There are many other reasons for having different domains and forests, i'll give you a few of the ones we use:
1. We have an empty root domain and then a child domain underneath in the same forest which holds all user accounts and computers etc. The reason for this two fold. One is security. In order to carry out any enterprise wide changes, such as Schema modification, you would need an account which is in the Schema Admins group in the root domain. This means only a few priveldged administrators can do this, not just anyone who's in the Domain Admins group in the child domain. The second reason is, if our child domain was to fail for whatever reason, the basic building blocks held in the Schema that we've made are still in existence.

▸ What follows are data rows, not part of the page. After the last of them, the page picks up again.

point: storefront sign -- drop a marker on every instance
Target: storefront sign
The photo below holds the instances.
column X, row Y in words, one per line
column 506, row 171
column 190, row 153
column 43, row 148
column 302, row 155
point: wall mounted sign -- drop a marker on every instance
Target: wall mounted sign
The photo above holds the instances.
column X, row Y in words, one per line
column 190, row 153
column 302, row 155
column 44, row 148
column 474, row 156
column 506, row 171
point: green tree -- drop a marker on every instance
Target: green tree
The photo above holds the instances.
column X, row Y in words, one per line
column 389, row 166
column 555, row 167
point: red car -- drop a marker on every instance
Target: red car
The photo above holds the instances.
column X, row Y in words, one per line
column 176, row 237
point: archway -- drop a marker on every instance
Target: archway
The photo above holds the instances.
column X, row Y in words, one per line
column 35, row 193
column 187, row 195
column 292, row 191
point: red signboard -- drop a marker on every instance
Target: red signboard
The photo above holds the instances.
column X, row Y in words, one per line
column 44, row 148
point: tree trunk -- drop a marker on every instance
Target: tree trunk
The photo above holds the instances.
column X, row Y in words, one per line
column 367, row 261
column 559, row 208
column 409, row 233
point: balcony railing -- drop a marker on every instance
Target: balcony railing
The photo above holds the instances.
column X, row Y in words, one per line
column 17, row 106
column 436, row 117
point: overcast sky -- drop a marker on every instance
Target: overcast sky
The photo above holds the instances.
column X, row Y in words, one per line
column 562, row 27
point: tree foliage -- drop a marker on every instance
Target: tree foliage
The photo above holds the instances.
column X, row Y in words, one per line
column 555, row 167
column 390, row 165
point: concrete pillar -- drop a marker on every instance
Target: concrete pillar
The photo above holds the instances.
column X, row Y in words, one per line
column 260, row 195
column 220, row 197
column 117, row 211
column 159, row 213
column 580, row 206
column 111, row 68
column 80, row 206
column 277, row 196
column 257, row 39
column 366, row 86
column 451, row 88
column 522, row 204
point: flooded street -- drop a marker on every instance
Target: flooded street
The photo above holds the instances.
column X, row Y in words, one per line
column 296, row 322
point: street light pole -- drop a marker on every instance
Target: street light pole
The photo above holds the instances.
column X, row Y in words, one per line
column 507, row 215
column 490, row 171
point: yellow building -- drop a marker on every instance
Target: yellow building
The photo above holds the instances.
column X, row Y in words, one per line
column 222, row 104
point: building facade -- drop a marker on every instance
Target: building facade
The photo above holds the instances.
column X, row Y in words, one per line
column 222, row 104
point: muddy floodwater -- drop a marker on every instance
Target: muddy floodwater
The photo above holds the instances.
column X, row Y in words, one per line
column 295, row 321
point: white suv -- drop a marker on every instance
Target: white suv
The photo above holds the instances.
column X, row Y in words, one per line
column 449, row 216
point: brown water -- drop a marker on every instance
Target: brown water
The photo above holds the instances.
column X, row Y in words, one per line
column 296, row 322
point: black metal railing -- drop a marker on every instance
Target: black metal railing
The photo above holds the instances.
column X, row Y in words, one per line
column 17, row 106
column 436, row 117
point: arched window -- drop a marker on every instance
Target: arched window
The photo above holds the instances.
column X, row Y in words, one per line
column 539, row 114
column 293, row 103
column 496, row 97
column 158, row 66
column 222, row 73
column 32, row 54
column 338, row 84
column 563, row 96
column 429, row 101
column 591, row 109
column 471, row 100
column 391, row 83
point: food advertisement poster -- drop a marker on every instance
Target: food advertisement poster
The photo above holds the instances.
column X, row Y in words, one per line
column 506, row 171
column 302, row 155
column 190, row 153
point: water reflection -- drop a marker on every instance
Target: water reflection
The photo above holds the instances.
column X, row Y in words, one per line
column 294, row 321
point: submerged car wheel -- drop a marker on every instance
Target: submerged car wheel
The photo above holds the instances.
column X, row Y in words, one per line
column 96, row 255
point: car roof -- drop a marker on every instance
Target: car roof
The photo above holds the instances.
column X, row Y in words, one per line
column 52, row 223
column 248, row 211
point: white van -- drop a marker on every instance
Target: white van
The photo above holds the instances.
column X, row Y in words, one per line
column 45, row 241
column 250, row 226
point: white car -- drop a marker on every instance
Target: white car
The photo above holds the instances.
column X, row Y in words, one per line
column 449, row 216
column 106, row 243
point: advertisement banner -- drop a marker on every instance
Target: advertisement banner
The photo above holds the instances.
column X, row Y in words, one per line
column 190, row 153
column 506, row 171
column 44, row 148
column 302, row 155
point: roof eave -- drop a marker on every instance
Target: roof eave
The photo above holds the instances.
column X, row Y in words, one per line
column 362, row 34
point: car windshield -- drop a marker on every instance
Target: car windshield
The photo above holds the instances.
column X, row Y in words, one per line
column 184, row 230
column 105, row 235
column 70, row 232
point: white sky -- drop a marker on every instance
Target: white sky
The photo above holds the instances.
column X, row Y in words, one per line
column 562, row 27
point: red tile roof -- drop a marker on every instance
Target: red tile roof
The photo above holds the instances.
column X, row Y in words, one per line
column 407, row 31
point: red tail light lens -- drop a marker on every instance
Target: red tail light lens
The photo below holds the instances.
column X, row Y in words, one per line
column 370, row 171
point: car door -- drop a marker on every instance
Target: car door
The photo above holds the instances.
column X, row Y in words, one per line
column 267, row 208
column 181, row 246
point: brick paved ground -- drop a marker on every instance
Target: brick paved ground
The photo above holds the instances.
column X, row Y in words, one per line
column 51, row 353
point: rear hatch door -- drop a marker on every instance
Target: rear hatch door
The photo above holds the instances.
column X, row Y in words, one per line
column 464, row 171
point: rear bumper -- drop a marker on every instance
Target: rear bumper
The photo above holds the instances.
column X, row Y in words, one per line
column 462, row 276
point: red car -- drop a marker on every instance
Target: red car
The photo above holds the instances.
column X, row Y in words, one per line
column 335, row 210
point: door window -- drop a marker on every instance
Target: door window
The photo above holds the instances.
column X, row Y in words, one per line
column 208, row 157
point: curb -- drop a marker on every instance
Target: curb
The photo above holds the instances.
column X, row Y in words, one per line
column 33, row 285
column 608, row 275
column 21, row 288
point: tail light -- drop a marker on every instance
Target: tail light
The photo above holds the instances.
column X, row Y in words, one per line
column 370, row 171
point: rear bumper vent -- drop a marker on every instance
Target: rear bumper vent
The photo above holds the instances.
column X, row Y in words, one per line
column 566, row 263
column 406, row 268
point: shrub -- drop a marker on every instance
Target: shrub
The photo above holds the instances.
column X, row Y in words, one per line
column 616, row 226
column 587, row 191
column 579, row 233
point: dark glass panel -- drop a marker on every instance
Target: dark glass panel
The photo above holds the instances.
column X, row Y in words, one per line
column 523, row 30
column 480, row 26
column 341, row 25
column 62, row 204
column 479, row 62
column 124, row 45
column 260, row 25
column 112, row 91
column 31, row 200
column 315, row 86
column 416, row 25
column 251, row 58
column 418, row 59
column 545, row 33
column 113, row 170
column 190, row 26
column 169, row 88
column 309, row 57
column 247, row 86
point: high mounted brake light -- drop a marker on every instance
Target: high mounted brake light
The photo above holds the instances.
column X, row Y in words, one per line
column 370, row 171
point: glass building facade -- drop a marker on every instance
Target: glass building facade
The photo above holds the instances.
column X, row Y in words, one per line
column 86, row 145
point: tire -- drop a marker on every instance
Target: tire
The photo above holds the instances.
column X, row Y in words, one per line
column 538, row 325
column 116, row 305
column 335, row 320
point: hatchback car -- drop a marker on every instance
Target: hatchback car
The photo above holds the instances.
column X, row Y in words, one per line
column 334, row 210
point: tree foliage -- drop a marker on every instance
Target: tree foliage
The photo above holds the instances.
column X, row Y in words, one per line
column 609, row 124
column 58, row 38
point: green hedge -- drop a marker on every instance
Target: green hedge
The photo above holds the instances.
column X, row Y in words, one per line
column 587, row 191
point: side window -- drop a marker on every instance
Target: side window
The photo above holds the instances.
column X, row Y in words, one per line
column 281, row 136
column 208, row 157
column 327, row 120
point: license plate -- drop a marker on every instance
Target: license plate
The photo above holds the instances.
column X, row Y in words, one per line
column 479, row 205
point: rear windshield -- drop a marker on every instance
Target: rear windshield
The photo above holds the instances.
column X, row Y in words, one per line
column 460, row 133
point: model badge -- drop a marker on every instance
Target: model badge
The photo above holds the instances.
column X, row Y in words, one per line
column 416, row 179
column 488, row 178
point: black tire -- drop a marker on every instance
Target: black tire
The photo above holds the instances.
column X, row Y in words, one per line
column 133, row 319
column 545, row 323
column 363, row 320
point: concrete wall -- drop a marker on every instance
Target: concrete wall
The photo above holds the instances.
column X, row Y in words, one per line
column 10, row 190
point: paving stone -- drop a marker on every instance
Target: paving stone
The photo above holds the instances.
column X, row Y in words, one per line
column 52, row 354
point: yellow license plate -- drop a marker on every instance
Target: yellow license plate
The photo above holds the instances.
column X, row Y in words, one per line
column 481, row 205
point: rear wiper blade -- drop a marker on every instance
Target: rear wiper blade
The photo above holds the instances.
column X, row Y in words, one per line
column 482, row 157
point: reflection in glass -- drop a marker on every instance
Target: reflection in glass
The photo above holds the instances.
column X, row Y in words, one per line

Since no administration or changes are done in the root domain, this is quite a good cost effective safeguard at protecting this information.
2. Other child domains in the same forest are basically used to decentralise administration without losing control over your own area e.g. if your IT teams in Europe and the US worked independently of one another, two domains could allow Europe administrators full control over their own domain but only basic access (or whatever was deemed necessary) over the US domain and vice versa. This could be ruled by department as well as geography e.g. a high security department in a company may well have their own domain to prevent other users in the same company from getting access to confidential resources i.e. it's an extra layer of security.
3. Other forests are used by us for development environments. In our case, we have a team that develops software etc. for Exchange 2000 and many other applications that all modify the Schema. Since the Schema is common forest wide, if they had a domain that was part of our production forest, everytime they installed a new application, it would modify our Schema. This could be very damaging for a live environment!!